David McReynolds' extensive essay on The Philosophy of Nonviolence, although a few years old, has nothing in it that doesn't apply to today's impending catastrophe in Iraq. Here is an exerpt:
"There is always about nonviolence the need to see ourselves in those we hate. In 1951 I took my first trip to Europe, to a pacifist conference in Denmark. I traveled through Germany to get there and saw the destruction left by the war. In Hamburg whole blocks in the center of the city had been leveled, the gravel neatly swept so no trace of buildings remained. ( I thought "how strange that in the center of such old cities there are vacant lots" - and then I realized they had once been filled with buildings). At first all my views were traditional - that this destruction had been caused by the righteous struggle between the Nazis and the West. Then, in Bremen, the damage was more overwhelming, not yet tidy. A church, broken by bombs, its roof gone, a tree growing in its very center among what had been the pews. I remembered in High School my intense interest in current events. The headlines have never left my mind: ONE THOUSAND BOMBERS MAKE HAMBURGER OF HAMBURG and SIX HUNDRED BOMBERS BLAST BREMEN (in the Bremen attack 60 bombers were lost to anti-aircraft fire). I had rejoiced reading those headlines, sitting in High School, my father in the Army Air Force in India.
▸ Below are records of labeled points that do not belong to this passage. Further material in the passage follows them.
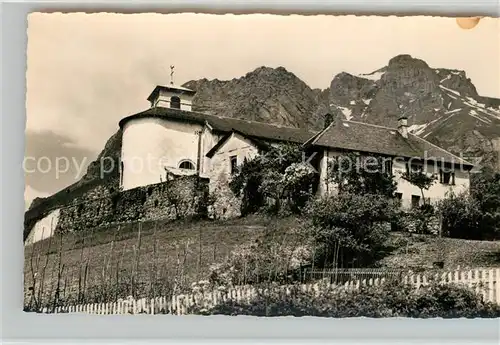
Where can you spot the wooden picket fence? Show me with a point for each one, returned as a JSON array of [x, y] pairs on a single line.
[[483, 281]]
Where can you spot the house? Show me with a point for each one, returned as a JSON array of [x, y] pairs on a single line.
[[169, 139], [399, 152]]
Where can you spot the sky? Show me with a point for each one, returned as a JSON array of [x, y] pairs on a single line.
[[87, 71]]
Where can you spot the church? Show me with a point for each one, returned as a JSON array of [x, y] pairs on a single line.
[[169, 140]]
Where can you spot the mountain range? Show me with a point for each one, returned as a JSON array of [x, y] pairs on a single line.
[[442, 106]]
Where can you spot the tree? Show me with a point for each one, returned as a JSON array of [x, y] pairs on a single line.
[[350, 229], [419, 179], [357, 174], [474, 215], [277, 176]]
"And now I was here, in Bremen, in the ruins which so recently I had rejoiced to read of. In one of two genuine religious experiences in my life I suddenly realized that I was a bomber of Bremen, that nothing the civilians there had done justified the horror of the fire and blast so randomly scattered on their homes . . . that their killing of the Jews could not be undone or made right by our killing of the Germans. It is when we realize that we can will the act of murder, that we at last can begin to choose the alternative. So long as we think we are exempt, that we could never have been a death camp guard, we have not yet begun our journey."
The entire essay is here.
And here is an exerpt from a sample letter recommended by the RMPJC. It is simple and straightforward:
"Over the last 40 years, the United States has bombed Vietnam, Laos, Cambodia, El Salvador, Nicaragua, Panama, Grenada, Sudan, Libya, Iraq, and Yugoslavia. We have killed literally millions of human beings in small impoverished third world countries who were no threat to us. Not one of those people ever came over here and bombed us. If we want terrorism to stop, we must stop practicing terrorism ourselves."